William Gould "W.G." Raymond

An ordained abolitionist white officer is appointed by President Lincoln to recruit the first federal African American Union Army troops after the Emancipation Proclamation. Hundreds of courageous Black men and former slaves come forth in early May, 1863, only to be forever erased from War Department records. This, seemingly due to a perceived slight and overstep.

An unjust and gaping omission in the epic story of African Americans fighting for their freedom is born. Racial tensions, national division, the insidious tentacles of opiates (W.G. included) and governmental infighting and spin. All could be lifted from today’s headlines, over 150 years later. This book forces history and truth to collide. All should come to know this man and those earliest pioneering African American soldiers.
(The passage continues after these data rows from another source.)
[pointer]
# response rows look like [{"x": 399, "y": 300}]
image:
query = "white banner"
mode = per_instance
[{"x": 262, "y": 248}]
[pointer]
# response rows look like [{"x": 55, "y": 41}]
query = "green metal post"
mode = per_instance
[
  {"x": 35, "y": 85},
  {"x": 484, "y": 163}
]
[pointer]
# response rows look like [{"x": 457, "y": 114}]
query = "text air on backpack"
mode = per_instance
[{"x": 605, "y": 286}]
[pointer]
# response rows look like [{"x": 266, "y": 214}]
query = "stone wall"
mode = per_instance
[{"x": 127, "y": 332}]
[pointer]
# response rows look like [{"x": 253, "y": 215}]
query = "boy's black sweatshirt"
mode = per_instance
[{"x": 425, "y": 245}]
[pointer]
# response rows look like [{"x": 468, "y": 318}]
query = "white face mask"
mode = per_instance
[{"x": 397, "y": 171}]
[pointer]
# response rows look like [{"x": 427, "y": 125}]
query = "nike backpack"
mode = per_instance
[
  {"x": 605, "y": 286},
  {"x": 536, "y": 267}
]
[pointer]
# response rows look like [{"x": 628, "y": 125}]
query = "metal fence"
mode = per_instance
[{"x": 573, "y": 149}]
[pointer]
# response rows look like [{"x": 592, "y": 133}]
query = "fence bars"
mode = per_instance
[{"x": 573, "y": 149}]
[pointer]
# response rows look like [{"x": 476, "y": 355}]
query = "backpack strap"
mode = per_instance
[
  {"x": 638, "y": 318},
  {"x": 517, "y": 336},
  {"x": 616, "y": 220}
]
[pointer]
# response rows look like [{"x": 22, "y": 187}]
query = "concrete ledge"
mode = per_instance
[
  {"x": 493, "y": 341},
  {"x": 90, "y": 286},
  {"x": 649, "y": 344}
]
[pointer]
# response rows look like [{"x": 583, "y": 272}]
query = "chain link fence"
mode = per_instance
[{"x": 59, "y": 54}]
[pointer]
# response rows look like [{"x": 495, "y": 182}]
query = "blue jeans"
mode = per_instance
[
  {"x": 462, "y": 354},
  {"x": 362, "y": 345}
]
W.G. Raymond’s 19th Century autobiography, Life Sketches and Faith Work, was pulled from the attic of the sibling co-authors’ aunt, in loose copied pages. W.G. was their 3x great grandfather. The pandemic nudged them to at last delve into his remarkable yet seldom discussed life. This book has been exhaustively researched. It corroborates W.G.’s autobiography and expands on his incredible life story.


W.G. led a life that kept him on the road and with young and old people from every walk of life. When depleted, he found restoration within nature. No place was as special to him as was the rugged beauty of his beloved Beulah Land and Rock of Ages. This attuned location was near a branch of Rock Creek, which flows between Washington and Georgetown, emptying into the vibrant Potomac.